Ne pas savoir
Lundi, Isabelle (une amie) et moi accompagnons sa douce et merveilleuse jeune fille (dont je suis la marraine) à l’institut de radiologie réputé pour des examens très ciblés de dépistage de malformations fœtales, envie d’être avec elle, de la soutenir, de rendre un peu joyeux ces exercices obligés.
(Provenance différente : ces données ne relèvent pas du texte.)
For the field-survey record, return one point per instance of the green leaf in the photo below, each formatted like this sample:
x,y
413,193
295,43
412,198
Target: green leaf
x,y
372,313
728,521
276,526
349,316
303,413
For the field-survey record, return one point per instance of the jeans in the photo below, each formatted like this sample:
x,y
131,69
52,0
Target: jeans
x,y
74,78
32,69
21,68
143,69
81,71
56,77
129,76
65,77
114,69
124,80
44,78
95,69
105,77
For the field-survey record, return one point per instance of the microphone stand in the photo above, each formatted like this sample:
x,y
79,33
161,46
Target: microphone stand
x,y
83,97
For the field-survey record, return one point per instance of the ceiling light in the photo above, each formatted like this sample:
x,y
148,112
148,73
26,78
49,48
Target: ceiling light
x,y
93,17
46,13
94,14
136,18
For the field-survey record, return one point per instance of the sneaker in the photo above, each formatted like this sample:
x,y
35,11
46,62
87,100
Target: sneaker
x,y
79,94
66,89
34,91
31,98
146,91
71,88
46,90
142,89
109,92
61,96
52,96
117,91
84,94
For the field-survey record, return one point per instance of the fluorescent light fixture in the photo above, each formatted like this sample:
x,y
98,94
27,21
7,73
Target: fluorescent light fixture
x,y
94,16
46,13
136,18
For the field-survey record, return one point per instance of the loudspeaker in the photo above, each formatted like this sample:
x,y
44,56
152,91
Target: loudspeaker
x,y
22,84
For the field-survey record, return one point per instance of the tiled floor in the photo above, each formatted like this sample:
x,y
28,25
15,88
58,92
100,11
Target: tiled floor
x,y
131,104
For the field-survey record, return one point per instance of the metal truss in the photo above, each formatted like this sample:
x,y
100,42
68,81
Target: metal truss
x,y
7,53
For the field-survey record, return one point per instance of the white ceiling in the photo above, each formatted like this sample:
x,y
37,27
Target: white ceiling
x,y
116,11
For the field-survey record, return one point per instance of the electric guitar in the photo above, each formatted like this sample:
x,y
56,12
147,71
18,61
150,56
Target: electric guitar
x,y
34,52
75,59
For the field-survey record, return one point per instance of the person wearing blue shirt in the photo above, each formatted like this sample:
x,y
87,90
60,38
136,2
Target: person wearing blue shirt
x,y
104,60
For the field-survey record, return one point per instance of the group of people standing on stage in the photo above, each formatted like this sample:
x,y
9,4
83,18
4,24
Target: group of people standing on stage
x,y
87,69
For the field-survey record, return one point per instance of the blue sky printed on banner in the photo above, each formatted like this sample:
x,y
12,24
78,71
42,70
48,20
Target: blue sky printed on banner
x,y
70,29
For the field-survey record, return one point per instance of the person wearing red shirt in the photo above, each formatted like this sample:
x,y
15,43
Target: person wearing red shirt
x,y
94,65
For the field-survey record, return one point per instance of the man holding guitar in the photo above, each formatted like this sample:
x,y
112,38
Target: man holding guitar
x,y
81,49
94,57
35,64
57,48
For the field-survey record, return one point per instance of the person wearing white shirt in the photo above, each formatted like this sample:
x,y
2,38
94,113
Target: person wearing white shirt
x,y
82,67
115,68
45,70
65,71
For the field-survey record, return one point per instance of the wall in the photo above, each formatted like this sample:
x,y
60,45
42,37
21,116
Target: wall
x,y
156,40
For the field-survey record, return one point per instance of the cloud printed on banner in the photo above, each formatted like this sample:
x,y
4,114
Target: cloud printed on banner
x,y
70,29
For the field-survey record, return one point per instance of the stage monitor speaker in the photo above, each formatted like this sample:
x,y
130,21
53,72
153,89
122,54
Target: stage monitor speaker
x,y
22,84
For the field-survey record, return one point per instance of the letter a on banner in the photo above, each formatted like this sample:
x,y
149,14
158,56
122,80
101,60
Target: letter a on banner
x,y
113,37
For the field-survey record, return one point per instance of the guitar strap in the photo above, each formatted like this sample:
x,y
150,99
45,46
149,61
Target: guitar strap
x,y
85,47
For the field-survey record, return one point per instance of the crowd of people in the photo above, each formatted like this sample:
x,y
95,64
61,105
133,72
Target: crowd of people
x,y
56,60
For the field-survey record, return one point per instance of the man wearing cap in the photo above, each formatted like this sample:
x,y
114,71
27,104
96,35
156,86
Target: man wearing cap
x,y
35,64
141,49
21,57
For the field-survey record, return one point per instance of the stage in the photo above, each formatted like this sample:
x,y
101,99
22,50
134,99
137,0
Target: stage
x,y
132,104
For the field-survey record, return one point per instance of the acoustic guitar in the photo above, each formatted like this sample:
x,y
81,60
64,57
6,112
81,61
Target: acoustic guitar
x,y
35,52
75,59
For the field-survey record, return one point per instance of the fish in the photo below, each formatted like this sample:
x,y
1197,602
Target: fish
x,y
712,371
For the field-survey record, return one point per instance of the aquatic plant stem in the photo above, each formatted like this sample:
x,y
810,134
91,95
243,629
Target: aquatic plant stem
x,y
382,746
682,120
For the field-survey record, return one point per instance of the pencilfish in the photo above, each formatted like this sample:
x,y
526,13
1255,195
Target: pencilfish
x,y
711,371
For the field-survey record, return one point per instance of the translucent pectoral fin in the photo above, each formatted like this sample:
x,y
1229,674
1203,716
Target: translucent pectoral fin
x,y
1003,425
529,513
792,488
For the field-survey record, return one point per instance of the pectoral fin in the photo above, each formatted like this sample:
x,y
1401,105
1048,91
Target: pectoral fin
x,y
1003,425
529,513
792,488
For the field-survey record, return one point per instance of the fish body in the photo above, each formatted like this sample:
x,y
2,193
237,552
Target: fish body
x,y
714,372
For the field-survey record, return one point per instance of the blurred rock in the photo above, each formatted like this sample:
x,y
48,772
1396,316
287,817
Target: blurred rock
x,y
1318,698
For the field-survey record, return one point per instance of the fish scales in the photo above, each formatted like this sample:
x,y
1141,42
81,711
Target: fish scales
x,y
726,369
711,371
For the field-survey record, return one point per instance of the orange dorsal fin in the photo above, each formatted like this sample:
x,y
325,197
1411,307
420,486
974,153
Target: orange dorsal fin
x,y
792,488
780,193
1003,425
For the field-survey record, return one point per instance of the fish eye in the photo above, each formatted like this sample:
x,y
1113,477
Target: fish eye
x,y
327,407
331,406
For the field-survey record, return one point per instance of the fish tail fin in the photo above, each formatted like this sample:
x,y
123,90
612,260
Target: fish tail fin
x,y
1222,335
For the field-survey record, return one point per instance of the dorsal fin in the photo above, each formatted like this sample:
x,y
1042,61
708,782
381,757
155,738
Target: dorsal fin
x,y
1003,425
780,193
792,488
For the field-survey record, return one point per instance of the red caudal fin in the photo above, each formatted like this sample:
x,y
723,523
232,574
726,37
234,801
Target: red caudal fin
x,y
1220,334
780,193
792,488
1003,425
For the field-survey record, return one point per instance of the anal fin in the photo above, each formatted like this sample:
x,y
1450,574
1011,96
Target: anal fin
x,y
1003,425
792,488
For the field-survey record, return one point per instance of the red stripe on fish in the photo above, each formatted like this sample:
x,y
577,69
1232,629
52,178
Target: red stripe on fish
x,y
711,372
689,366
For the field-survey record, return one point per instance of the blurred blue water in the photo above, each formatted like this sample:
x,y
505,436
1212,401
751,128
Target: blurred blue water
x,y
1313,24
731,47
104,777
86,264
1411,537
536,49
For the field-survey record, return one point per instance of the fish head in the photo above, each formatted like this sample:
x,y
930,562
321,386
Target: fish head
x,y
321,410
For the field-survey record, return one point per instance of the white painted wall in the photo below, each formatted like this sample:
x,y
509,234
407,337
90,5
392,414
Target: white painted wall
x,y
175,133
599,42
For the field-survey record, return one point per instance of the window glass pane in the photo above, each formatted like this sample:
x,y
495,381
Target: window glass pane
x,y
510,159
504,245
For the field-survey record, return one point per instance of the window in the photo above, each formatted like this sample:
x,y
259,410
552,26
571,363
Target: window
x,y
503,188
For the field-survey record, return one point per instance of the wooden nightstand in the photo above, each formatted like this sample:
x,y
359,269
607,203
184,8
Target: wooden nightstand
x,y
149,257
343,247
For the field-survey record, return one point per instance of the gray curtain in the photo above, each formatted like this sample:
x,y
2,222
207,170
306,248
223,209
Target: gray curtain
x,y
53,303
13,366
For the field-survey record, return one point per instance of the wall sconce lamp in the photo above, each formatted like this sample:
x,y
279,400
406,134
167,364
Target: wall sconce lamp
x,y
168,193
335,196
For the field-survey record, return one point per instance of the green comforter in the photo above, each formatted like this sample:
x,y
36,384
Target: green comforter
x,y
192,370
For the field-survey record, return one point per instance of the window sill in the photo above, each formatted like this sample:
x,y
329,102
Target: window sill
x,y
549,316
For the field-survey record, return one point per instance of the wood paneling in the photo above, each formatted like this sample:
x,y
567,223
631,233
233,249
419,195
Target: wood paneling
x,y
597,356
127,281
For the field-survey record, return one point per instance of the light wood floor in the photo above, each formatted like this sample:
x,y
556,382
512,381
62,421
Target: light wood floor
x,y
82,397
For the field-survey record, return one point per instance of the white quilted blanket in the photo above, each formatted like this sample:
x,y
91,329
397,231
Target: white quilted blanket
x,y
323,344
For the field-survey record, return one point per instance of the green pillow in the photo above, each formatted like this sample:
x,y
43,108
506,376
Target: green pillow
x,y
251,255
Zoé, jolie femme aux yeux magnifiquement vert, au sourire à éblouir la planète, à la joie contagieuse, intelligente comme personne… enceinte, enfin ! ça n’a pas été simple, ce fameux parcours de procréation assistée fait d’espoir et de déception, cette terrible impression d’avoir monté les marches, toutes presque toutes et puis il y a la dernière… et la dernière malheureusement n’est pas la bonne… alors recommencer, reprendre l’ascension marche après marche, examen, ponction, prise de sang… à n’en plus finir… mais voilà miraculeusement ou pas Zoé est enceinte depuis 5 mois et ça tient… Mais… mais, une ombre au tableau, comme si pour Zoé rien ne devait être simple dans cette aventure de tout simplement construire un beau bébé… suspicion de malformation fœtale (je vous épargnerai le vocabulaire médical), avec une probabilité très faible cependant aux dires des spécialistes. Elle est bien-sûr très suivie, jusqu’ici tous les examens sont rassurants, et arrive ce fameux examen du cinquième mois qui devrait définitivement la rassurer… ou pas ! Difficultés du calendrier son compagnon ne pourra pas l’accompagner pour cet examen décisif. Nous l’avions sentie très optimiste jusqu’ici, mais l’échéance arrivant notre Zoé est inquiète. Sa maman et moi décidons de l’accompagner.
Et donc lundi nous l’accompagnions pleines de confiance à ce dernier examen. Puis alors que nous, Isabelle et moi l’attendions, bavardes, dans la salle d’attente, Zoé nous revient de son entretien avec le radiologue/échographe… nous le voyons tout de suite… son visage… le sourire disparu… elle nous dit un truc suspect, pas vraiment inquiétant aux dires de l’échographe, mais un doute, il faut vérifier, d’autres analyses, d’autres examens…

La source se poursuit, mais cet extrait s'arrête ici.